REALM: Real-Time Estimates of Assistance for Learned Models in Human-Robot Interaction
Michael Hagenow, Julie A. Shah
TL;DR
REALM presents an online framework to select human assistance modalities in real-time by comparing post-intervention action-space entropy across mechanisms (no input, discrete choices, corrections, teleoperation) using rollouts from a stochastic policy, notably diffusion-based. The method defines $h(\mathbf{A}_t|m)$ for each mechanism and computes a penalized value $V(m|\mathbf{A}_{\tau})$ to balance information gain with human effort, enabling the robot to request input only when it meaningfully reduces uncertainty. Validation includes a simulated 2D Uncerpentine task and a preliminary human-robot study in tabletop manipulation, showing accurate mechanism identification, reduced user input, and favorable user preferences without compromising task performance.
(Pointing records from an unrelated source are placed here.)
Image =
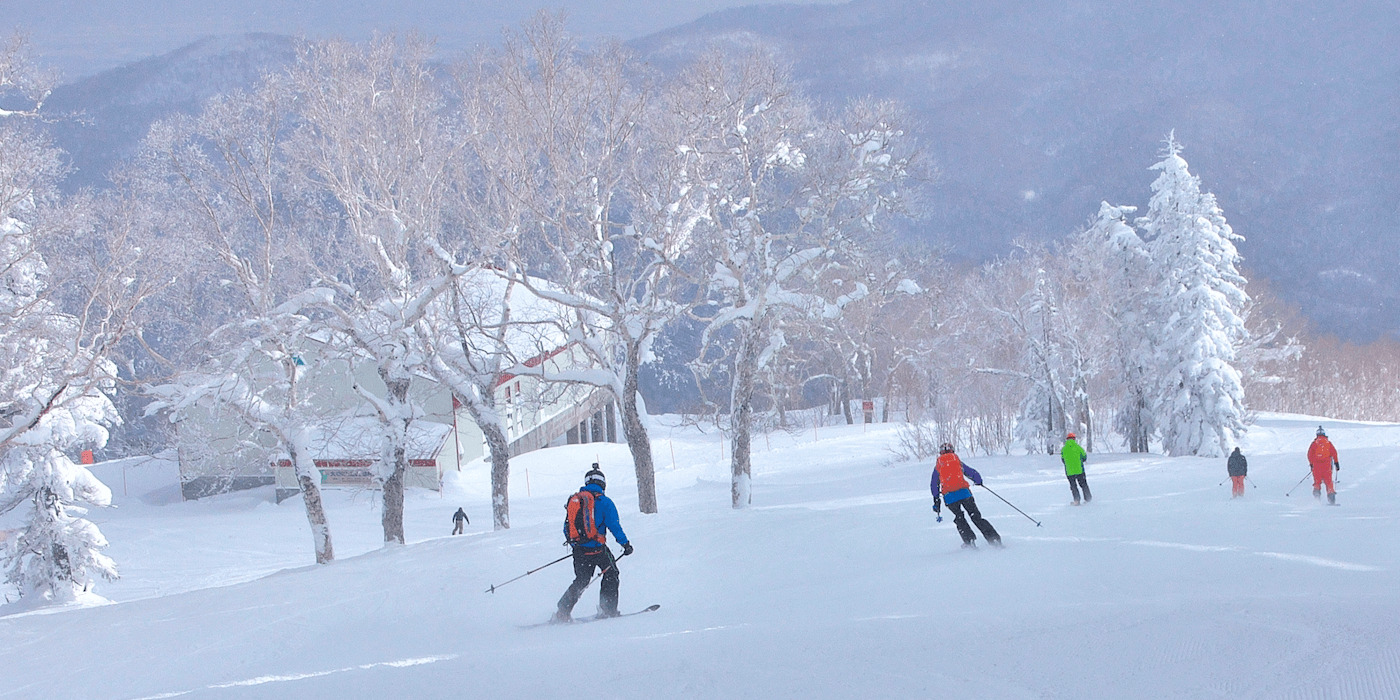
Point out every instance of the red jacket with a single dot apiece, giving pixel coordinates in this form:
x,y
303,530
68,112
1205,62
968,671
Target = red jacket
x,y
1322,455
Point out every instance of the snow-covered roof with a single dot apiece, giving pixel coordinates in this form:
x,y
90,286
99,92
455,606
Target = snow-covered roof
x,y
360,437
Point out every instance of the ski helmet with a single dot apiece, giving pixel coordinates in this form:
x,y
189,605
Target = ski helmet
x,y
595,476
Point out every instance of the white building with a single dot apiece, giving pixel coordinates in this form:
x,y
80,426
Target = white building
x,y
219,452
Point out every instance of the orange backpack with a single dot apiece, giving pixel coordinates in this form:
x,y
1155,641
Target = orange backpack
x,y
580,527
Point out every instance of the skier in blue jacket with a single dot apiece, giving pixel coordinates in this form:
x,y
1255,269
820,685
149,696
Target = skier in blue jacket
x,y
949,485
590,549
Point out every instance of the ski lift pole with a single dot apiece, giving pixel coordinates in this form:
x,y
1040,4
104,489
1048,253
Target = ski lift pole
x,y
1012,507
1299,482
492,590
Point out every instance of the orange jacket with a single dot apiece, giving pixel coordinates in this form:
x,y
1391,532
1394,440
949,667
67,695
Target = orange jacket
x,y
949,473
1322,454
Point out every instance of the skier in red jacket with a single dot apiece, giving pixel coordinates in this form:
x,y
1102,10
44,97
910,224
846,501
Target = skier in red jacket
x,y
1322,455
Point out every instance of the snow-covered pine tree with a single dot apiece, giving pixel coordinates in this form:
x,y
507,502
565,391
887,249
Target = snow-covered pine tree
x,y
55,374
1201,301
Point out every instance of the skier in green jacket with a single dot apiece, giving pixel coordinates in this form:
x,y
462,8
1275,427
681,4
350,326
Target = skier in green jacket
x,y
1074,457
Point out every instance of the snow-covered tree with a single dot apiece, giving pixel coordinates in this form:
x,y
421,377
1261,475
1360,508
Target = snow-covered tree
x,y
56,374
786,192
1201,303
373,140
1026,298
611,213
1119,270
224,179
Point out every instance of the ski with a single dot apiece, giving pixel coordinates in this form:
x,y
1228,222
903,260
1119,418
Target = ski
x,y
594,618
591,618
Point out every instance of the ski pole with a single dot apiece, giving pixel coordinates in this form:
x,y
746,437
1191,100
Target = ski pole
x,y
1012,507
492,590
1299,482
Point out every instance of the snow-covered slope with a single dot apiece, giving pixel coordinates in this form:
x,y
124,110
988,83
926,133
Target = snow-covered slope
x,y
836,584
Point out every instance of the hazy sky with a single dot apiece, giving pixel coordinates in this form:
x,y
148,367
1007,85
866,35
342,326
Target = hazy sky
x,y
83,37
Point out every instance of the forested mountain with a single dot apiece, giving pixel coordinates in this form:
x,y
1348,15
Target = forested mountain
x,y
1036,111
1033,112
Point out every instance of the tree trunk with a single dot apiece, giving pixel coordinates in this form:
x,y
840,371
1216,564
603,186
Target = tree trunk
x,y
311,499
396,396
500,450
741,419
636,431
392,518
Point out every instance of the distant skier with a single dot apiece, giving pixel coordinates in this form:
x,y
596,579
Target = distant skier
x,y
949,483
588,517
1322,457
1074,457
1238,468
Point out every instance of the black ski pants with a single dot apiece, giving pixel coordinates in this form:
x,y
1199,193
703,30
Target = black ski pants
x,y
1080,482
968,508
587,559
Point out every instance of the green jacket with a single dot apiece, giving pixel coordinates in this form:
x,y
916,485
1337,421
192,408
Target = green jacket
x,y
1073,455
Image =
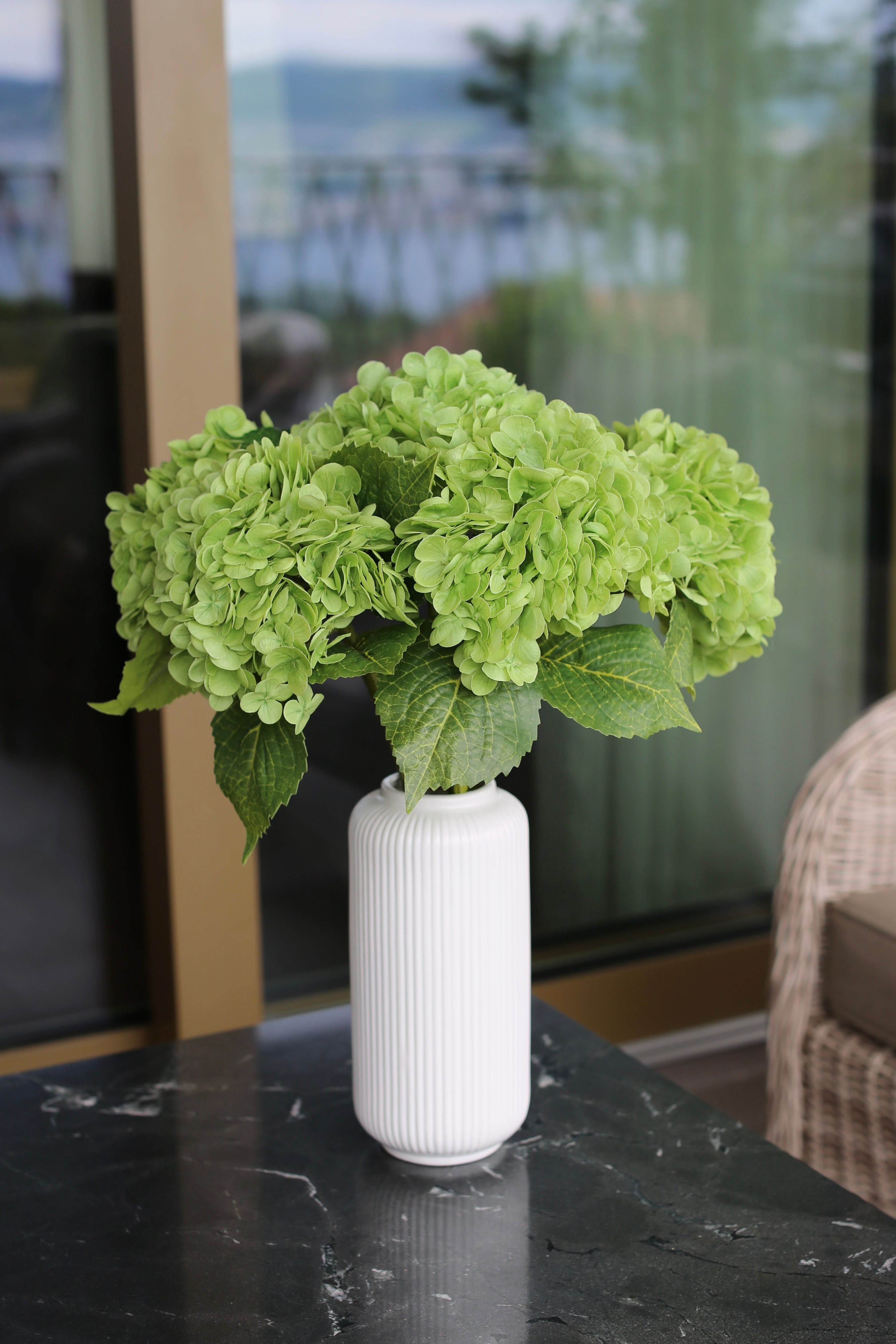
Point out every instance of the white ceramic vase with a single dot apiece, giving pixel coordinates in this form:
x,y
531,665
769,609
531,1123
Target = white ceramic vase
x,y
441,971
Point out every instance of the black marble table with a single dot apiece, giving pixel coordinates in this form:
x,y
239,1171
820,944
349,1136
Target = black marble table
x,y
223,1191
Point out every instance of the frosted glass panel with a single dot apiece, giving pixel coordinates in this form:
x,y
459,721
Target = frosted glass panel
x,y
629,203
721,159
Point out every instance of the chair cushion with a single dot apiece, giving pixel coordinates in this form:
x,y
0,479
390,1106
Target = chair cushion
x,y
860,967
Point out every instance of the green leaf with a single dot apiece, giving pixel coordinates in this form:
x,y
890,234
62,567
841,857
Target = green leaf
x,y
398,486
146,683
441,733
258,767
613,679
679,647
378,651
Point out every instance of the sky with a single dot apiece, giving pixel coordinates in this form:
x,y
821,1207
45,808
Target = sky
x,y
30,39
418,33
367,33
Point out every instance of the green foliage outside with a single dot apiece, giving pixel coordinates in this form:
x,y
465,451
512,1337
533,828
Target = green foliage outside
x,y
492,529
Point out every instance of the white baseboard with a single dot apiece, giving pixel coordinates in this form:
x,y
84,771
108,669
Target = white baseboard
x,y
715,1037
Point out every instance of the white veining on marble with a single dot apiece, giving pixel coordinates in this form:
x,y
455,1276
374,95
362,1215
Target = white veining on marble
x,y
68,1098
307,1181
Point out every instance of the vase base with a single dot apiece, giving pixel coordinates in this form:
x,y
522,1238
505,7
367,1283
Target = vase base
x,y
456,1160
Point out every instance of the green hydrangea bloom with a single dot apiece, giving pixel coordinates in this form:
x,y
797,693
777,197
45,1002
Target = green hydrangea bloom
x,y
250,557
723,564
543,521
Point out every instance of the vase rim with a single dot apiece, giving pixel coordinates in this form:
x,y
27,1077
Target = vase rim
x,y
438,802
The framework integrates with emergent learning models and offers a practical pathway to more efficient, input-aware human-robot collaboration, with open-source tooling for replication.
Abstract
There are a variety of mechanisms (i.e., input types) for real-time human interaction that can facilitate effective human-robot teaming. For example, previous works have shown how teleoperation, corrective, and discrete (i.e., preference over a small number of choices) input can enable robots to complete complex tasks. However, few previous works have looked at combining different methods, and in particular, opportunities for a robot to estimate and elicit the most effective form of assistance given its understanding of a task. In this paper, we propose a method for estimating the value of different human assistance mechanisms based on the action uncertainty of a robot policy. Our key idea is to construct mathematical expressions for the expected post-interaction differential entropy (i.e., uncertainty) of a stochastic robot policy to compare the expected value of different interactions. As each type of human input imposes a different requirement for human involvement, we demonstrate how differential entropy estimates can be combined with a likelihood penalization approach to effectively balance feedback informational needs with the level of required input. We demonstrate evidence of how our approach interfaces with emergent learning models (e.g., a diffusion model) to produce accurate assistance value estimates through both simulation and a robot user study. Our user study results indicate that the proposed approach can enable task completion with minimal human feedback for uncertain robot behaviors.